E não seria capaz de responder sem partir da minha vida, do meu nexo com a realidade – realidade que todos os dias me interroga, me remete ao Mistério no qual eu consisto, no qual tudo consiste. Mas seria abstrato tudo isso se não partisse do Crucifixo que me olha, na minha escrivaninha, que abraça o hospital inteiro com as suas enormes dimensões. A parede da clínica, que vejo da janela, sustenta um enorme crucifixo, que serve para recordar a todos a Sua Presença real nas 27 pessoas que ocupam os quartos, esperando a morte.
O Crucifixo, o Ressucitado, a Igreja, a Comunhão dos Santos, o Corpo Místico de Cristo são o conteúdo de cada dor, de cada gemido... por isso, quando o pequeno Victor geme, todo o corpo de Cristo – eu, vocês – vibra naquela dor redentora... quando Celeste sorri, todos nós sorrimos. Olhar o doente através da Hóstia que levo três vezes ao dia em procissão, é descobrir, ver, tocar com a mão o Sacrifício Pascal, che se renova continuamente na nossa vida. O porquê, os milhares de porquês entram no coração do eu, que coincide com o seu desejo de felicidade... um desejo de felicidade cuja dor, que parece uma contradição, é a condição para alcançá-la. Com certeza se não partíssemos do encontro com Cristo, visível no responsável do setor, no médico, na enfermeira, etc., no modo como olhamos o homem que sofre... dizer qualquer uma dessas coisas seria impossível. Não se pode viver a morte sem ser agarrados por Seu olhar. Mas, também esta manhã, depois de haver terminado a procissão, quando ouvi o grito “Edith morreu”, os olhos de todos marejaram, mas a certeza de que ela já estava diante de Cristo, da Sua Misericódia, nos encheu de letícia. Eu havia acabado de abençoá-la com o ostensório e seus ruídos se misturavam ao canto “Te adoramos Hóstia Divina, te adoramos Hóstia de amor”. Morreu logo depois... e era jovem, “comida” pelo câncer, porém sem nenhum gemido, sem nenhuma expressão de desespero. Foi-se, enquanto os filhos, chorando, já a olhavam nos braços de Jesus.

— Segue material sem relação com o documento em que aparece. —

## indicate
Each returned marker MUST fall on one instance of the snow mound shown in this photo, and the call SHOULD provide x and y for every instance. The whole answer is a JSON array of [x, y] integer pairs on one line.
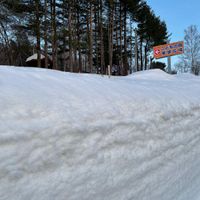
[[152, 74], [88, 137]]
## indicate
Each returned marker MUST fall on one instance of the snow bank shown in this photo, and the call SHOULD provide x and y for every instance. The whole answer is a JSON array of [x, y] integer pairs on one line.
[[87, 137]]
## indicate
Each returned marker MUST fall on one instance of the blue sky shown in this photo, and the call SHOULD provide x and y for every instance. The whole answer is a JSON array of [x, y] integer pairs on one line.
[[178, 15]]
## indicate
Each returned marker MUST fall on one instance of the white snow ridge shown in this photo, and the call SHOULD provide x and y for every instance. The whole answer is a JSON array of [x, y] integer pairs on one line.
[[87, 137]]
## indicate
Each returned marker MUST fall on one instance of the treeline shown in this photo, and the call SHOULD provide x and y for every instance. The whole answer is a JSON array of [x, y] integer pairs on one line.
[[80, 35]]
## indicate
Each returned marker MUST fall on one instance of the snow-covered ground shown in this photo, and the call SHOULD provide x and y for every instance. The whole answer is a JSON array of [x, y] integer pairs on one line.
[[87, 137]]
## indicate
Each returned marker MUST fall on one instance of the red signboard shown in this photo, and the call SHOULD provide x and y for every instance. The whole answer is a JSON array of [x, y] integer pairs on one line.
[[166, 50]]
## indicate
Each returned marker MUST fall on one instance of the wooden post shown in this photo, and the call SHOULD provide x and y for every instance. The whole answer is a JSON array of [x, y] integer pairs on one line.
[[169, 64]]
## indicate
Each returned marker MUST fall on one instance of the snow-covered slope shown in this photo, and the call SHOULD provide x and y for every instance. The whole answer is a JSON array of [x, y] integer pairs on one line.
[[86, 137]]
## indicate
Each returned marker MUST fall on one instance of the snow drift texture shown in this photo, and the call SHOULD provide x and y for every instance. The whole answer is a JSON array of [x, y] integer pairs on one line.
[[87, 137]]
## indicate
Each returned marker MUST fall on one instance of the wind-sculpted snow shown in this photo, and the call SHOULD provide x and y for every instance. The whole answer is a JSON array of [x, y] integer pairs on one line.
[[87, 137]]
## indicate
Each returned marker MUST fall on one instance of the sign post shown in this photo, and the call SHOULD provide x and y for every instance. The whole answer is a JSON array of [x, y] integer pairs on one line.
[[168, 50]]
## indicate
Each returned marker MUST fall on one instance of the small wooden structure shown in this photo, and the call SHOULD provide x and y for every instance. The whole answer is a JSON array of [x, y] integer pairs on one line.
[[32, 61]]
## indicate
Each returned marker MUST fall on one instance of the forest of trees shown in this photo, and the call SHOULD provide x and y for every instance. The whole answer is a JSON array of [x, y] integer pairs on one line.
[[190, 60], [80, 35]]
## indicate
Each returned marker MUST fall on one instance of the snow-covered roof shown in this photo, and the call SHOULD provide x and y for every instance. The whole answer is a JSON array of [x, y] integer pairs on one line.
[[34, 57], [88, 137]]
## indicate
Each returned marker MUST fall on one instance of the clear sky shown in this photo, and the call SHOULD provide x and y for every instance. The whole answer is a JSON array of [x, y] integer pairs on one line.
[[178, 15]]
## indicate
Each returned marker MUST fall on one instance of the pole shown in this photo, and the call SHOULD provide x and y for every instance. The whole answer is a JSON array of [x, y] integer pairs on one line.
[[136, 51], [169, 64]]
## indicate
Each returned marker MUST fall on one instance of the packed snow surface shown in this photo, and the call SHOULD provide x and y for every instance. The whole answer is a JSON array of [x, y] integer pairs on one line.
[[87, 137]]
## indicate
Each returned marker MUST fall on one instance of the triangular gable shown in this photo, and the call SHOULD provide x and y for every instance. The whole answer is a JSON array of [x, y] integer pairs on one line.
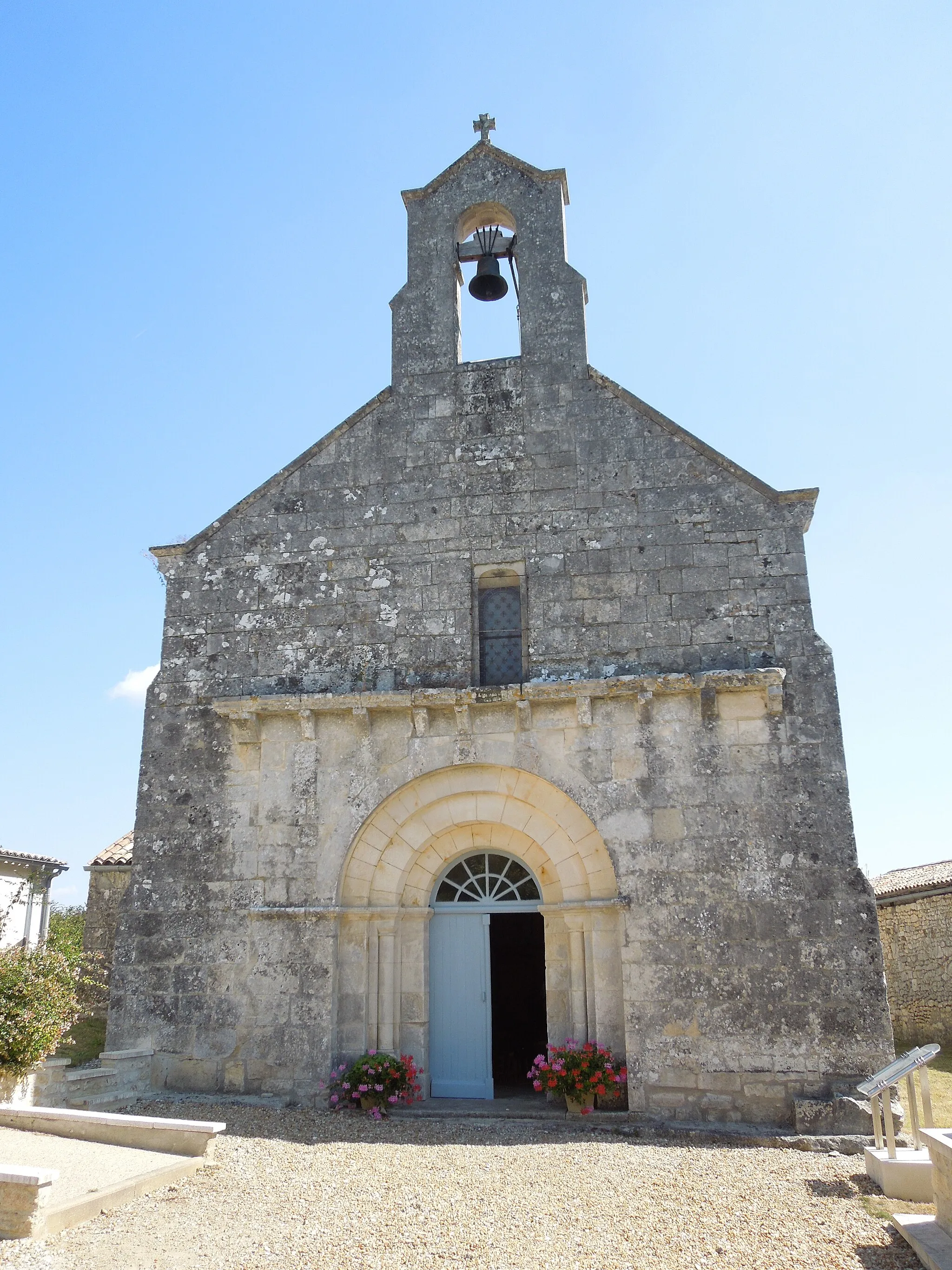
[[485, 148]]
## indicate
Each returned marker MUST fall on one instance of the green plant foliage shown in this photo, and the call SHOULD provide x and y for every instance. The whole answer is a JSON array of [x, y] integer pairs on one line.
[[40, 1001], [45, 991], [66, 926], [375, 1083]]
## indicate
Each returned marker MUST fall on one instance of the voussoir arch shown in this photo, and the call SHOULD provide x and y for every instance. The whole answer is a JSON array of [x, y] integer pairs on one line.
[[410, 838]]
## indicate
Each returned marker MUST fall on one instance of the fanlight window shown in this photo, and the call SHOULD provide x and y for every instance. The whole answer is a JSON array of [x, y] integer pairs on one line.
[[484, 877]]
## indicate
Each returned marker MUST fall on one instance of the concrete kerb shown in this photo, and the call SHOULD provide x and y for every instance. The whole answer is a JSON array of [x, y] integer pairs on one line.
[[622, 1123], [149, 1133], [61, 1217]]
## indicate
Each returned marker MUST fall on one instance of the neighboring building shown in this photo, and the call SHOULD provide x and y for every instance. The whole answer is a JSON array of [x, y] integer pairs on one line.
[[25, 897], [497, 715], [108, 878], [914, 907]]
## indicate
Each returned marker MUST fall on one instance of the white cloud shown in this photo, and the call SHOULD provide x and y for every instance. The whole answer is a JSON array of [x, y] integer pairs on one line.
[[135, 685]]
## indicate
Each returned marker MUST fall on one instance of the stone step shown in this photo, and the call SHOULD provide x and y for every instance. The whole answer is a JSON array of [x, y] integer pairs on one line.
[[77, 1075], [112, 1100], [102, 1084]]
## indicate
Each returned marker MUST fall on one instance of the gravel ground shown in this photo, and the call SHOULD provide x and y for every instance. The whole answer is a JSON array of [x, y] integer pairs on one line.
[[296, 1189]]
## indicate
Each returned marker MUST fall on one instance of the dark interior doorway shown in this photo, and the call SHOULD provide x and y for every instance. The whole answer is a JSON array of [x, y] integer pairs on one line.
[[517, 953]]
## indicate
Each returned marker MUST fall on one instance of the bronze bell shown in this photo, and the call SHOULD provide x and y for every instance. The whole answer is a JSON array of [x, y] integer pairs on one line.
[[488, 282]]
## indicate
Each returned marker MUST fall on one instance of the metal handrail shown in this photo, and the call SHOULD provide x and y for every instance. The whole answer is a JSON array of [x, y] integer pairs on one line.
[[906, 1066]]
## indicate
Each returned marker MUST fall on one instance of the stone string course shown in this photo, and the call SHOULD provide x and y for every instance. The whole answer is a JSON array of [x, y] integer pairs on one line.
[[744, 963]]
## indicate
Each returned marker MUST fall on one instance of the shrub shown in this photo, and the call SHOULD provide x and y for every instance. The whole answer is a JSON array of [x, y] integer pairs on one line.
[[44, 991], [40, 1001], [577, 1071], [375, 1083]]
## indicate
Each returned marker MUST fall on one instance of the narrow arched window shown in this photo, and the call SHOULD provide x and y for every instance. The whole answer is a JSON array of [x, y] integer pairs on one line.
[[501, 629]]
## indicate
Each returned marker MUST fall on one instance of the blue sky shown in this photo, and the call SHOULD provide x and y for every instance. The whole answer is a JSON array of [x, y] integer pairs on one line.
[[201, 228]]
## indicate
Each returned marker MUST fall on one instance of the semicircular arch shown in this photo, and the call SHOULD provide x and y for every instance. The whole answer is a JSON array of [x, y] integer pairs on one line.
[[409, 838]]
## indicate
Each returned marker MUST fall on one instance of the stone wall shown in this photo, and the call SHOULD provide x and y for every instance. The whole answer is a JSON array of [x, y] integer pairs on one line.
[[917, 951], [308, 630], [107, 888]]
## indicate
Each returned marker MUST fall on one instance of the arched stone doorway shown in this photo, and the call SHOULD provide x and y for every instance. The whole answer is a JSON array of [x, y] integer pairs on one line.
[[488, 1015], [388, 887]]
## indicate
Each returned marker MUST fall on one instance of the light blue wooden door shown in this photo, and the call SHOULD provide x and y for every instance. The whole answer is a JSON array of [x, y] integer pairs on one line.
[[461, 1041]]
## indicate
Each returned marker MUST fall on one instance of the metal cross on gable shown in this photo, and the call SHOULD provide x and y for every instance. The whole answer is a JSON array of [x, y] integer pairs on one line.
[[484, 126]]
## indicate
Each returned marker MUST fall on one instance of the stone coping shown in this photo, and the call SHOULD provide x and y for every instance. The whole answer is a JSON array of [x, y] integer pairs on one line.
[[26, 1175], [149, 1133], [113, 1118], [927, 1239], [645, 686]]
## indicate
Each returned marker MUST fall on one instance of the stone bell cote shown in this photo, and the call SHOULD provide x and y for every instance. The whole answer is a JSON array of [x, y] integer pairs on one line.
[[485, 187]]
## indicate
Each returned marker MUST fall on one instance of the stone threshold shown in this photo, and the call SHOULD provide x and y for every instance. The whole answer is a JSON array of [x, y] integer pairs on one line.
[[247, 710], [927, 1239]]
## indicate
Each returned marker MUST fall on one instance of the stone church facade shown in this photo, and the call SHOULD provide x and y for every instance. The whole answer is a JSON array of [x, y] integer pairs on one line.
[[331, 733]]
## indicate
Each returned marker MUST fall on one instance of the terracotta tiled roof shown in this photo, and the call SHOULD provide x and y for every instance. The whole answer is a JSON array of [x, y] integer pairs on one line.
[[904, 882], [32, 860], [119, 854]]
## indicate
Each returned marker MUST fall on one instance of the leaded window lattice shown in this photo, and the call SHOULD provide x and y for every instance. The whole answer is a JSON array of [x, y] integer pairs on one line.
[[487, 877], [501, 635]]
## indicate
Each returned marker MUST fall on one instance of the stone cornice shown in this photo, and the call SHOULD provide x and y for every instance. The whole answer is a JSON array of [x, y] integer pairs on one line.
[[583, 692]]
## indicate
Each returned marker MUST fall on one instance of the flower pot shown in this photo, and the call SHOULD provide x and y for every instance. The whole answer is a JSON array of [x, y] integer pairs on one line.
[[575, 1107]]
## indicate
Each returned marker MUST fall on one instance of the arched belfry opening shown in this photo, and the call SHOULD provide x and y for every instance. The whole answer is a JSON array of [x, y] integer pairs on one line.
[[489, 289], [478, 879]]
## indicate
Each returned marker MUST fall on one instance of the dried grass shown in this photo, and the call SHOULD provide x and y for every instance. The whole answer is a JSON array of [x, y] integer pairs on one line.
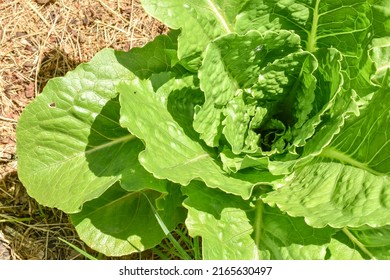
[[39, 42]]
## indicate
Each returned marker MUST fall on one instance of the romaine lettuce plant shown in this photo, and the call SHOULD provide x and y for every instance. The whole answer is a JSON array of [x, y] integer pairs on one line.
[[263, 125]]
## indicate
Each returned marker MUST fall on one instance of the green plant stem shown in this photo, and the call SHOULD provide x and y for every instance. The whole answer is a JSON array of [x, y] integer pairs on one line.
[[358, 243], [312, 40], [258, 224], [181, 251]]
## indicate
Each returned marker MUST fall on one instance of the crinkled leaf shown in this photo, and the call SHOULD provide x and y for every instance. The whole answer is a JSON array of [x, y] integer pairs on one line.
[[242, 74], [182, 158], [120, 222], [348, 183], [232, 228], [200, 21]]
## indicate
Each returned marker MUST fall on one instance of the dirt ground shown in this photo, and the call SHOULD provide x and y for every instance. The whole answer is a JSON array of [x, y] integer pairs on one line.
[[39, 40]]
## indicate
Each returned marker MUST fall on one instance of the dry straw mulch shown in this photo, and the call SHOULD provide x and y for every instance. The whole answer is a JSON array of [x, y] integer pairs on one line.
[[40, 40]]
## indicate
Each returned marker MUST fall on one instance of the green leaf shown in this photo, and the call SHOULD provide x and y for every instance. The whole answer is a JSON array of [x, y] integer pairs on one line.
[[232, 228], [69, 140], [376, 240], [170, 153], [120, 222], [348, 183], [200, 22], [341, 248], [253, 76], [320, 23]]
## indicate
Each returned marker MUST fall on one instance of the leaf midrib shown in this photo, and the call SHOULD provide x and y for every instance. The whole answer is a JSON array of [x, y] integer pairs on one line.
[[219, 16], [333, 153]]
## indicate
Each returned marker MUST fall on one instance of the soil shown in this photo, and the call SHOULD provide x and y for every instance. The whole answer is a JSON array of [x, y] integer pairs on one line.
[[40, 40]]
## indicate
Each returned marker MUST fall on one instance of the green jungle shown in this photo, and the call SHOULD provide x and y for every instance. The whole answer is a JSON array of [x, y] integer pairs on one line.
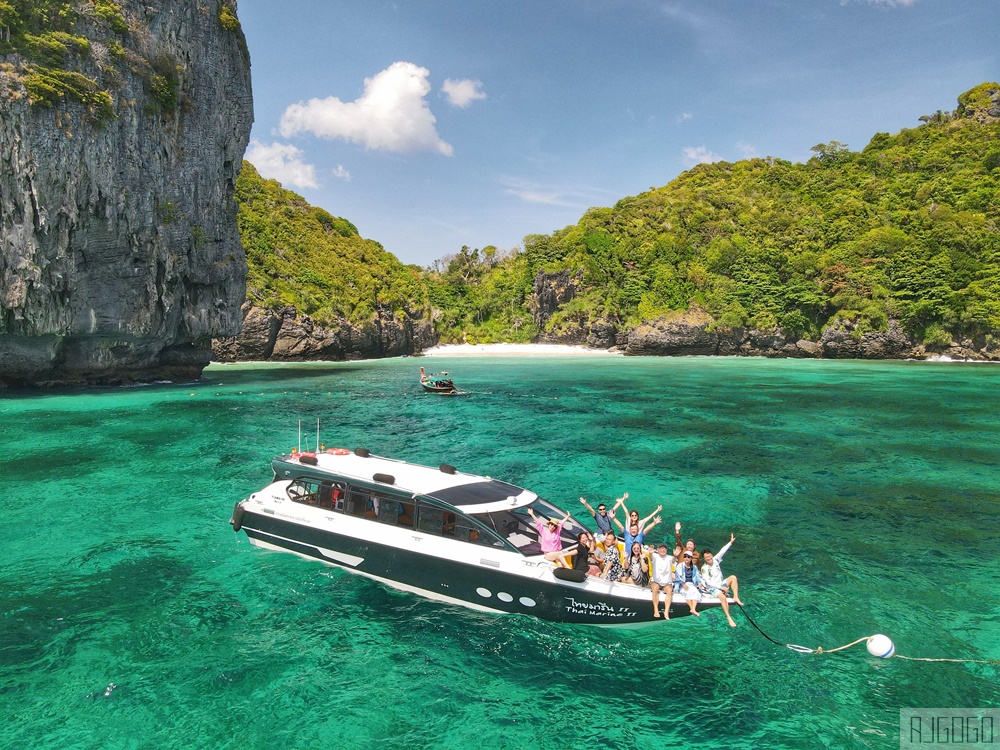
[[905, 229]]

Viver a morte: este é o ponto. E somente a realidade que, como disse São Paulo, é Cristo, o permite e, então, todas as nossas perguntas encontram no Crucifixo, no Mistério Pascal, a única resposta. Mistério ao qual Cristo e a companhia nos educam continuamente, fazendo-nos viver a memória através dos sacramentos, da liturgia, da companhia.